David Attenborough's Rise of Animals - Netflix

Posted on Mon 20 May 2019 in netflix

David Attenborough embarks on a remarkable 500 million-year journey revealing the extraordinary group of animals that dominate our world, and how their evolution defines our human bodies.

David Attenborough's Rise of Animals - Netflix

Type: Documentary

Languages: English

Status: Ended

Runtime: 60 minutes

Premier: 2013-09-20

David Attenborough's Rise of Animals - The Trials of Life - Netflix

The Trials of Life: A Natural History of Behaviour is a BBC nature documentary series written and presented by David Attenborough, first transmitted in the United Kingdom from 3 October 1990. A study in animal behaviour, it was the third in a trilogy of major series (beginning with Life on Earth) that took a broad overview of nature, rather than the more specialised surveys of Attenborough's later productions. Each of the twelve 50-minute episodes features a different aspect of the journey through life, from birth to adulthood and continuation of the species through reproduction. The series was produced in conjunction with the Australian Broadcasting Corporation and Turner Broadcasting System Inc. The executive producer was Peter Jones and the music was composed by George Fenton. Part of David Attenborough's 'Life' series, it was preceded by The Living Planet (1984) and followed by Life in the Freezer (1993).

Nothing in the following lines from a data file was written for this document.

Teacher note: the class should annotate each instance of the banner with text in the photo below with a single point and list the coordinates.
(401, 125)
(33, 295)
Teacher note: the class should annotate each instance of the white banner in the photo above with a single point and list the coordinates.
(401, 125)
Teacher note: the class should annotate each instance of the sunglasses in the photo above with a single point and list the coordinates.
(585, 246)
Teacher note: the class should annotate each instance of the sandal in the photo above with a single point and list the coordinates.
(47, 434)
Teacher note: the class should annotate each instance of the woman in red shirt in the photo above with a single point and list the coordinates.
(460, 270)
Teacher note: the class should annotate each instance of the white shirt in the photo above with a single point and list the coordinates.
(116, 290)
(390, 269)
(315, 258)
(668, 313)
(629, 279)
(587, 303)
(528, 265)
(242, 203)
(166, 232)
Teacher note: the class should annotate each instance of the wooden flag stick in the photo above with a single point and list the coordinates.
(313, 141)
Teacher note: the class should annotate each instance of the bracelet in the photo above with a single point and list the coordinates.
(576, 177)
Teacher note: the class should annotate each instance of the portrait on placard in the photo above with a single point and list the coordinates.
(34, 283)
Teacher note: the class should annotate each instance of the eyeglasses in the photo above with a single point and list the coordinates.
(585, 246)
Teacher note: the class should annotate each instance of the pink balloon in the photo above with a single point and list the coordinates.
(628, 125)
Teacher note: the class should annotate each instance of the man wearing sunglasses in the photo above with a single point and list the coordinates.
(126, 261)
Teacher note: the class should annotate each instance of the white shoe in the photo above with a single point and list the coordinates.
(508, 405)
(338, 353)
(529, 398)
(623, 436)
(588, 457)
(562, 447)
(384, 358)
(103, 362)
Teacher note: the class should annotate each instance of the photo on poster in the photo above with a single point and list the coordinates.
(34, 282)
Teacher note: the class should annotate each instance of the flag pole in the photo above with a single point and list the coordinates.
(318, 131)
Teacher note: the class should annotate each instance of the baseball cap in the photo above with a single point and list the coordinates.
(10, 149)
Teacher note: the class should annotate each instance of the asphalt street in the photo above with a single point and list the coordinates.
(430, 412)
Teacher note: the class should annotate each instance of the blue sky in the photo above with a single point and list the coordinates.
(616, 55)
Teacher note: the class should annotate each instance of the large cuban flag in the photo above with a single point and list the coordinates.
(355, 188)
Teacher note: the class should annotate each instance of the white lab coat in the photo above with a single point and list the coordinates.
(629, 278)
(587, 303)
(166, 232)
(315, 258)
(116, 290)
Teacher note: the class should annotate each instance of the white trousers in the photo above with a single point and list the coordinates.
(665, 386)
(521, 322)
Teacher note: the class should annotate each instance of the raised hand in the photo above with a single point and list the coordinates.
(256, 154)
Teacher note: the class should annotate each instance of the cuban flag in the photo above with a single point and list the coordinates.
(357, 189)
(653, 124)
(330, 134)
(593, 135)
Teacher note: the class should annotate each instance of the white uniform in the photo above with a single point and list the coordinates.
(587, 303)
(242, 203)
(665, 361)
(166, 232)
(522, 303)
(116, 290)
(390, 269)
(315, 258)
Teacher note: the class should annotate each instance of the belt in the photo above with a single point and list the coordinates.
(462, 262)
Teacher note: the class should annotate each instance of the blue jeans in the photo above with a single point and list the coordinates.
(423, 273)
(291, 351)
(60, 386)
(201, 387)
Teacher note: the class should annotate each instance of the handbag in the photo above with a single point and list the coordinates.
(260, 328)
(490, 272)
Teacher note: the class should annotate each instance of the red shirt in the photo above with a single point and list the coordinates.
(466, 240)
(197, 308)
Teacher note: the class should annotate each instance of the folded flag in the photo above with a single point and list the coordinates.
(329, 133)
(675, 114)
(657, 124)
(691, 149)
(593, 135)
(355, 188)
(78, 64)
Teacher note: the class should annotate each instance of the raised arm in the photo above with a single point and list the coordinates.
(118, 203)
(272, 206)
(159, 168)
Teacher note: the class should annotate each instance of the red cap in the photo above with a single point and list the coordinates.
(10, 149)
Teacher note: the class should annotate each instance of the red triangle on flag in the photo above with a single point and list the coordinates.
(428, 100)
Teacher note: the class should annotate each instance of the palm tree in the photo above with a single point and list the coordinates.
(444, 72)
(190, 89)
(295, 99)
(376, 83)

David Attenborough's Rise of Animals - 3. "Finding Food" - Netflix

Broadcast 17 October 1990, the next instalment is devoted to the ways in which animals gather their sustenance. Attenborough begins in the South American rainforest, where the proliferation of animal and plant life does not necessarily make it easy to find food. Some leaves are poisonous, and so those that eat them have to be careful. Other plants use food (or nectar) as a bribe to get their pollen transported, and several species of hummingbird have developed exclusive relationships with certain of them. Fruit is also on offer, again as a means of reproduction, and creatures such as squirrel monkeys eat little else. Meanwhile, parrots and macaws take kaolin as an antidote to their diet of toxic seeds. Attenborough witnesses a 60,000 strong flock of knot and dunlin suddenly take advantage of a low tide to feed on tiny mud-dwelling molluscs. Barracuda hunt small fish, and drive shoals of them into bays to be eaten by pelicans, which are besieged by gulls that attempt to steal their catches. One species of gecko is able to differentiate between worker termites and the more dangerous soldiers. The web of the orb spider is hailed as one of the most elegant food catching devices, and the methods of two others, nephila and its kleptoparasite visitor, argyrodes, are explored in detail. Finally, tropicbirds, their crops full with food en route back to their nests, are ambushed in mid-air by a group of frigatebirds, whose aim is to make them surrender their cargo.